The material grandeur of ancient Atina is also visible today from the remains of the ruined walls. The circuit of the first wall gives a surprising extent. It begins at the bridge, now ruined by the floods; it turns towards the ancient gate, which gives way to the Villa del Peschio, and to the hill known as Colle de’ Monumenti (Monument Hill) towards the ancient sepulchres, which stand there (1o). The same wall encircled the City with the Gate towards the Molarini River; leaving the bank of this stretched so far, that it gave the fourth Door called 'Porta del Sacco, which corresponded to the Knights’ Headquarters. He then went on the mountain known as S John at Jordan Valley, where the fifth gate was and today the road, which leads to the Monistero de’ Zoccolanti, which were previously inhabited by the Cassinese. The same gate was towards the same valley on the road of Gate, a narrow road (d) and well annoying. The seventh gate is finally observed, following the same wall above the ascent of the Tower to the Campo della Fontana.
They embellished the City of Atina the vast Temples, raised to the different Deities worshipped by the Gentiles. They are recalled by the Chronicle of Atina that of Saturn mentioned forwards, those of Janus (e), of Diana, of Jupiter, of Juno etc.
(d) It is such a naturally arranged path that Ladislaus, undone by the Angevins, with the relics of his troops, faced the victorious army there, to the point of driving it back: Ludovicus... ad nostrum Cancellum, ut inde exercitum traduceret, accessit; sed quia Ladislaus hunc aditum optime etiam munierat, et pauci transitum multis impedire poterant, cum per vallem valde arctam 4ooo pass. longitudinis altis montibus sectam natura, coeno, atque lapidibus impeditam, transeundum esset, ne copias periculo committeret, recessit, et Regnum dimisit.

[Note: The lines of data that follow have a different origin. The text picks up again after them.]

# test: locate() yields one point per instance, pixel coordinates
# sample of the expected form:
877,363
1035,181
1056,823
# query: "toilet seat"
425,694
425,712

Palombo
(e) The Temple of Janus gave its name to the Selva piana, today Settignana: In the Villa, read in the Atinese Chronicle, quae sept. Jani vocabatur, non longe a Civitate, in qua idolum aureum, et argenteum eiusdem colebatur Jani. Nearby is said to be the Villa, where he rested Cicero in leaving for the exile he mentions Valerius Maximus Lib.I c. 5 saying: Urbe pulsus M. Cicero cum in Villa quadam campi Atinatis diversaretur etc. And Cicero himself mentions this in Lib I 28 de Divin. : Cum in alla fuga, he tells us, nobis gloriosa, Patriae calamitosa, in Villa quadam Campi Atinatis manerem etc.